What I find "hard to believe", in your correspondent's phrase last week, is that The TESS would publish an anonymous article which makes serious allegations about the supposed involvement of the Catholic Church in the appointment process of a particular council, without seeking comment from either the church or the council. So much for a balanced view.
When the state entered into a concordat with the church to manage Catholic schools "in the interests" of the church, it was agreed that the church would retain the right to approve the teachers appointed by education authorities. This guarantee, coupled with statutory authority over the content of religious education programmes, assured the Catholic community that the identity, mission and ethos of Catholic schools would be respected and supported.
This assurance continues today and has been re-stated on various occasions in recent times by First Minister Alex Salmond and Education Secretary Fiona Hyslop.

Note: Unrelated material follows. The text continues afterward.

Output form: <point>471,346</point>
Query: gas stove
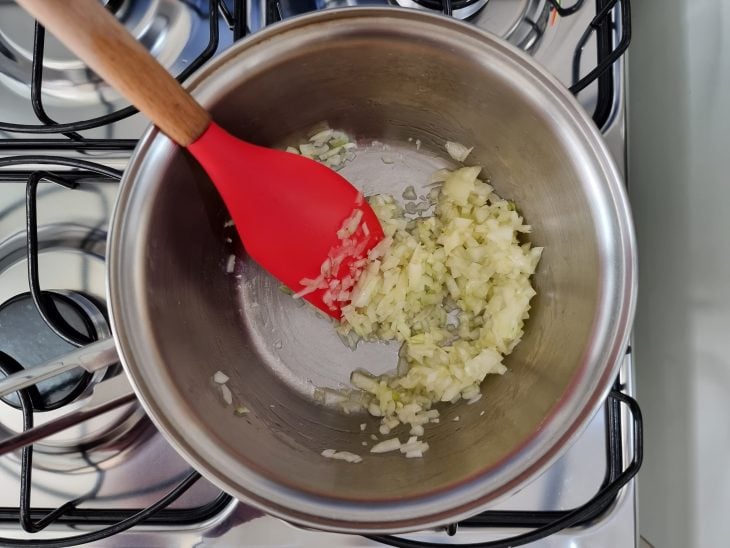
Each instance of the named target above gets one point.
<point>111,479</point>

When parents choose to enrol their children in a Catholic school, they have a right to expect that it will provide an education informed by values which are faith-based and rooted in the Catholic tradition. Parents expect Catholic schools to have teachers who are committed to these values, teachers who are able to communicate the religious and moral teachings of Catholic Christianity, teachers who can be witnesses in faith and in life for young people.
The current approval system allows for the appropriate staffing of Catholic schools, including teachers who are not Catholic. Why is that so "hard to believe"?
Michael McGrath, director, Scottish Catholic Education Service, Craigpark, Glasgow.